Kurz darauf verlegte man Lew und ein halbes Dutzend weiterer Moskauer an die Spionageschule in Katyn. Sie wurden von einem deutschen Hauptmann empfangen, der fließend Russisch sprach. Er schlug ihnen vor, sie zu Spionen zu machen und dann nach Moskau zurückzuschicken, wo sie Informationen für die Deutschen sammeln sollten. Nur so könnten sie dem fast sicheren Tod im Dulag 127 entgehen, wohin sie bei einer Weigerung zurückkehren müssten.
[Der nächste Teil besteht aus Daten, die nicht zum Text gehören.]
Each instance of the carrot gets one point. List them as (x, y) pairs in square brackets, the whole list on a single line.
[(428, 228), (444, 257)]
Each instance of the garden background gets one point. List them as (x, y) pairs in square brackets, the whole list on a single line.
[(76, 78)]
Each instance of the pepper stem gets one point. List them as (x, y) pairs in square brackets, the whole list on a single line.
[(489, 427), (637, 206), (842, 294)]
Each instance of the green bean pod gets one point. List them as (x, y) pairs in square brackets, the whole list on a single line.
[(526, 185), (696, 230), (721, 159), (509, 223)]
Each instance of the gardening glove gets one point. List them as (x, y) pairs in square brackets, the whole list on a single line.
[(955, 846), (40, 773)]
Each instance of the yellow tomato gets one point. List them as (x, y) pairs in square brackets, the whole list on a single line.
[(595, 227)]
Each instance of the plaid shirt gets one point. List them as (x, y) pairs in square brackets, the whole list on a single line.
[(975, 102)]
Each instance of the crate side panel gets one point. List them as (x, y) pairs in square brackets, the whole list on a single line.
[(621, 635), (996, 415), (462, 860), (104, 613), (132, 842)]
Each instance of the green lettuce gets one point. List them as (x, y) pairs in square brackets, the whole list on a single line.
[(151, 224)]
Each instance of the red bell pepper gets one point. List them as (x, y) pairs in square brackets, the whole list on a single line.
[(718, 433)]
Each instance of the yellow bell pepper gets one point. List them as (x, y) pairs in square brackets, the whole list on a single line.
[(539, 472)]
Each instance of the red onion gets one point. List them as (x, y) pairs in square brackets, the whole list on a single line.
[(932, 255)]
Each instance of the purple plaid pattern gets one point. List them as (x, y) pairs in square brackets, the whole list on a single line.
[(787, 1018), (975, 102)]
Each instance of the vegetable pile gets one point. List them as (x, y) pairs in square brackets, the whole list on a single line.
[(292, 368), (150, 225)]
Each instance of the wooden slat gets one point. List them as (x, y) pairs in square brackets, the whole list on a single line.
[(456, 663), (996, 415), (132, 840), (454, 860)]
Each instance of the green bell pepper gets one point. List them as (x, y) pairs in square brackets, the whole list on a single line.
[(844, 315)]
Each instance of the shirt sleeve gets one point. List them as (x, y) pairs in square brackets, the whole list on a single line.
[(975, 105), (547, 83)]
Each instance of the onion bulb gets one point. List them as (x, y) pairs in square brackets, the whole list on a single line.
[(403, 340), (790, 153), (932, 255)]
Lew war entschlossen, nicht für die Nazis zu arbeiten, doch er fürchtete sich, dies vor den anderen Gefangenen zum Ausdruck zu bringen, weil er dann womöglich antideutscher Propaganda bezichtigt und strenger bestraft wurde. Deshalb erklärte er dem Hauptmann auf Deutsch (diese Sprache hatte er an der Universität gelernt): »Ich kann diese Aufgabe nicht erfüllen.« – »Warum nicht?« – »Das erkläre ich nachher.«
Nachdem der Hauptmann ihn in ein separates Zimmer geführt hatte, fuhr Lew auf Russisch fort: »Ich bin Offizier der Russischen Armee und kann nicht gegen sie und gegen meine eigenen Kameraden handeln.« Der Hauptmann schwieg und schickte Lew zurück in dessen Zelle. Dort entdeckte Lew, dass drei andere Männer sich ebenfalls geweigert hatten, Spione zu werden. Hätte Lew das Angebot als Erster abgelehnt, wäre ihm vielleicht der Vorwurf gemacht worden, er habe sie zu ihrem Widerstand ermutigt.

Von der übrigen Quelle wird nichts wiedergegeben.